A circular loop of radius R is made of a perfectly elastic wire and is rotating with a constant angular velocity $\mathrm{\omega }$ lying on a smooth horizontal table. The rotation axis is vertical passing through the centre. A small radial push given to the loop at a point P on the table causes a transverse pulse to propagate on it. Find the smallest time in which the pulse will be back to its originating point P on the table.

First let us calculate the tension in the wire loop. Consider a small element of angular width d$\mathrm{\theta }$ on the loop.

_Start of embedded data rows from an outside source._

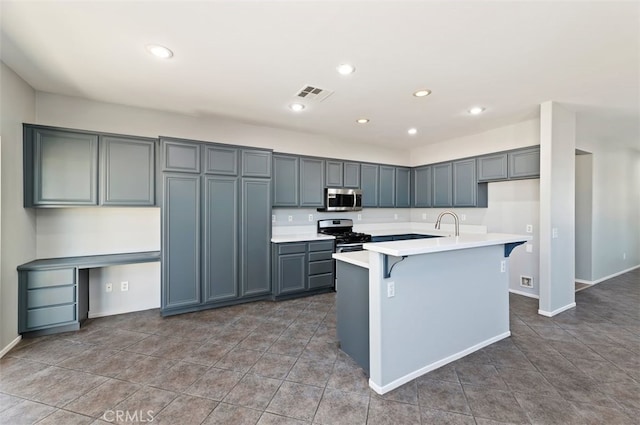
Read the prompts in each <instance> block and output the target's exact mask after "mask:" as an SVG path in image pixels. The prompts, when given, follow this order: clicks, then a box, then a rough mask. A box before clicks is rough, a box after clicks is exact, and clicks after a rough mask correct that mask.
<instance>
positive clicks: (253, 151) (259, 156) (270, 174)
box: [242, 149, 271, 178]
mask: <svg viewBox="0 0 640 425" xmlns="http://www.w3.org/2000/svg"><path fill="white" fill-rule="evenodd" d="M242 176H243V177H266V178H271V152H268V151H263V150H250V149H243V150H242Z"/></svg>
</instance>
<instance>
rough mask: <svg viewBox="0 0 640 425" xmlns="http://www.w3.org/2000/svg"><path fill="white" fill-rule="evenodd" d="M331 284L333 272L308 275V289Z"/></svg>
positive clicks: (315, 288) (332, 283)
mask: <svg viewBox="0 0 640 425" xmlns="http://www.w3.org/2000/svg"><path fill="white" fill-rule="evenodd" d="M331 286H333V273H325V274H319V275H316V276H309V289H316V288H325V287H331Z"/></svg>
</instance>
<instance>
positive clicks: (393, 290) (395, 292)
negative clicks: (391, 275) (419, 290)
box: [387, 282, 396, 298]
mask: <svg viewBox="0 0 640 425" xmlns="http://www.w3.org/2000/svg"><path fill="white" fill-rule="evenodd" d="M395 296H396V283H395V282H388V283H387V298H391V297H395Z"/></svg>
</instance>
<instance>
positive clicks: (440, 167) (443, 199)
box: [431, 162, 453, 208]
mask: <svg viewBox="0 0 640 425" xmlns="http://www.w3.org/2000/svg"><path fill="white" fill-rule="evenodd" d="M431 168H432V170H433V175H432V177H433V202H432V206H433V207H436V208H438V207H440V208H441V207H450V206H452V205H453V188H452V183H453V172H452V165H451V163H450V162H446V163H443V164H434V165H432V166H431Z"/></svg>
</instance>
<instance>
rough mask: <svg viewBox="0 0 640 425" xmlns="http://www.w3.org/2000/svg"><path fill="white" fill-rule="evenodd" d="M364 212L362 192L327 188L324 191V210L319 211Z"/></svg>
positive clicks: (342, 188) (323, 209) (353, 189)
mask: <svg viewBox="0 0 640 425" xmlns="http://www.w3.org/2000/svg"><path fill="white" fill-rule="evenodd" d="M360 210H362V191H361V190H360V189H343V188H333V187H327V188H325V189H324V208H318V211H360Z"/></svg>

$\begin{array}{l}2\mathrm{Tsin}\frac{\mathrm{d\theta }}{2}=\left(\mathrm{\mu Rd\theta }\right){\mathrm{\omega }}^2\mathrm{R}\\ \therefore 2\mathrm{T}\frac{\mathrm{d\theta }}{2}={\mathrm{\mu Rd\theta \omega }}^2\mathrm{R}\Rightarrow \mathrm{T}={\mathrm{\mu R}}^2{\mathrm{\omega }}^2\end{array}$
Speed of transverse wave relative to the string is $\mathrm{V}=\sqrt{\frac{\mathrm{T}}{\mathrm{\mu }}}=\mathrm{\omega R}$
Relative to the ground, the pulse will travel with speed 2V (or angular speed 2$\mathrm{\omega }$)
$\therefore$Time required to reach back at P is $\mathrm{t}=\frac{\mathrm{\pi }}{\mathrm{\omega }}$
[Note: The pulse that starts travelling in direction opposite to the direction of rotation of the ring will remain static at P]